July 9, 2012 @ 2:24 am Albastross
Webshooters, yeah? Maybe? Also I don’t the any issue with him being slender. I never thought it was much about strength and muscles when it came to Spiderman and he’s supposed to be a teen here, right?
July 9, 2012 @ 8:43 am Bad Mitten
I’m a longtime comics fan (esp. Spidey) but I find most superhero flicks (The Hulk, Captain America, Watchmen, Spider-Man, The X-Men, etc.) lose any sense of fun in their eagerness to win over the non-fans of the comic books. For me the most boring part of all these superhero movies is the extended origin setups. They’re necessary but they need to get it over quickly so true fans have something to enjoy.
July 13, 2012 @ 7:04 pm mongoose
I wouldn’t call this a superhero movie per se, it is really a teen romance movie first and foremost. And dare I say, Amazing Spiderman is actually a very good teen romance movie.
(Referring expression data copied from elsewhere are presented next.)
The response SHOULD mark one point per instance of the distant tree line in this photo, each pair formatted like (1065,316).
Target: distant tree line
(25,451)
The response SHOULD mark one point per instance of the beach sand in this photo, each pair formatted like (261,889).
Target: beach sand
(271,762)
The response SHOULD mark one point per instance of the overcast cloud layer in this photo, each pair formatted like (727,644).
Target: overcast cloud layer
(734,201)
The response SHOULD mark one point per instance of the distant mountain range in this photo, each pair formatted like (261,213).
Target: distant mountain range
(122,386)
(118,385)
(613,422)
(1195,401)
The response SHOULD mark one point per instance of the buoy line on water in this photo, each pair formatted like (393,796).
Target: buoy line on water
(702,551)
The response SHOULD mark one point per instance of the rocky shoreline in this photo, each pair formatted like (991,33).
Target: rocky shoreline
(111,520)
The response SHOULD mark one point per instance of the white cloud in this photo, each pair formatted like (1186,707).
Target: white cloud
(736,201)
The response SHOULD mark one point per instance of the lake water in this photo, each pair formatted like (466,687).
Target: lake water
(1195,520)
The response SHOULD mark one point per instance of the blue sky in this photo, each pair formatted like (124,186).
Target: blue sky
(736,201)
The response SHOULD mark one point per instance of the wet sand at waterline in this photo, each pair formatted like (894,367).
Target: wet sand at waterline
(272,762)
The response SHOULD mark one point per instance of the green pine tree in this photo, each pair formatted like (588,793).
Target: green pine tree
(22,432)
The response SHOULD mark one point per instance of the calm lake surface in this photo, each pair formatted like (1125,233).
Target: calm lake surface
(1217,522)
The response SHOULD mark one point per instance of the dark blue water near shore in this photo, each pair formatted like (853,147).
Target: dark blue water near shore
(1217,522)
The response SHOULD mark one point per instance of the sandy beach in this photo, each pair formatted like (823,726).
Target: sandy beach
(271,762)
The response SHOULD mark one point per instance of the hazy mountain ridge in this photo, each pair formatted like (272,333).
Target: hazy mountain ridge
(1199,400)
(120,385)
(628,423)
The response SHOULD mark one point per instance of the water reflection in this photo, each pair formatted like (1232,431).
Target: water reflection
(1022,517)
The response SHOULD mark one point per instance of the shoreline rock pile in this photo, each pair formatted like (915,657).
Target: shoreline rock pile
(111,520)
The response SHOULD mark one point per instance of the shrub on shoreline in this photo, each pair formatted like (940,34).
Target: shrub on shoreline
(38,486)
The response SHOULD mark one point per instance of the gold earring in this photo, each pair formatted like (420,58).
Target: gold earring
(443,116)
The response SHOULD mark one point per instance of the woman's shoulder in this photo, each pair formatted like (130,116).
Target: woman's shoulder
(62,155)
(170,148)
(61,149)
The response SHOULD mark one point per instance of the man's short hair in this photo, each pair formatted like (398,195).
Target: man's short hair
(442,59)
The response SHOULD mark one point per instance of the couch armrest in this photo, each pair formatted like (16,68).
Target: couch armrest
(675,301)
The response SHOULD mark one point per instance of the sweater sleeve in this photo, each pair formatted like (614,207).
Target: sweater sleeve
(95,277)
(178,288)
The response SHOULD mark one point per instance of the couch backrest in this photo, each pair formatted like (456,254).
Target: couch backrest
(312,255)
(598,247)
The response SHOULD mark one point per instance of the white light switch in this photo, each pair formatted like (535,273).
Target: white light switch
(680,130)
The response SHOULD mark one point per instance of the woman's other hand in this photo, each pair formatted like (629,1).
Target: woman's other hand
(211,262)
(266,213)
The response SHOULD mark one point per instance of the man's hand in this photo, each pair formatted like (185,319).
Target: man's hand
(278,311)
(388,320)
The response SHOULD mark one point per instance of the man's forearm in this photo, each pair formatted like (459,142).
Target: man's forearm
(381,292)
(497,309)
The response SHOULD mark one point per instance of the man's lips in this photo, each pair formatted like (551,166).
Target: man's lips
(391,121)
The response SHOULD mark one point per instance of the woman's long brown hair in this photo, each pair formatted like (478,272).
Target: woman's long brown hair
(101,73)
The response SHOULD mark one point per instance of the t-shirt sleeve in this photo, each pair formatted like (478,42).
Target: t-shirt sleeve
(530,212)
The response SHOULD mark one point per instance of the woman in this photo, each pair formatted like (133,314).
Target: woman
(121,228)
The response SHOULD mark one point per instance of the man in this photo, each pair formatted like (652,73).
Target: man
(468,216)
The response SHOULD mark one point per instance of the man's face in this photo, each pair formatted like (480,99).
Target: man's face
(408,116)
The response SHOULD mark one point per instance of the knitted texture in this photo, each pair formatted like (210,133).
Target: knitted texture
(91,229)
August 7, 2012 @ 5:33 pm garfield
and bingo was his namo
July 19, 2012 @ 6:25 pm Sullivan
Great movie. Now onto The Dark Knight Rises!
July 25, 2012 @ 1:11 pm Cinco Squared
Better than Dark Knight Rises.
July 31, 2012 @ 11:09 am Jagger Cat
The only thing to like about this version of Spiderman is its got a very believable connection between Peter and Gwen.
August 20, 2012 @ 10:37 am Brett
I just rewatched the first Sam Raimi Spider-Man; it is so much better than this Marc Webb version.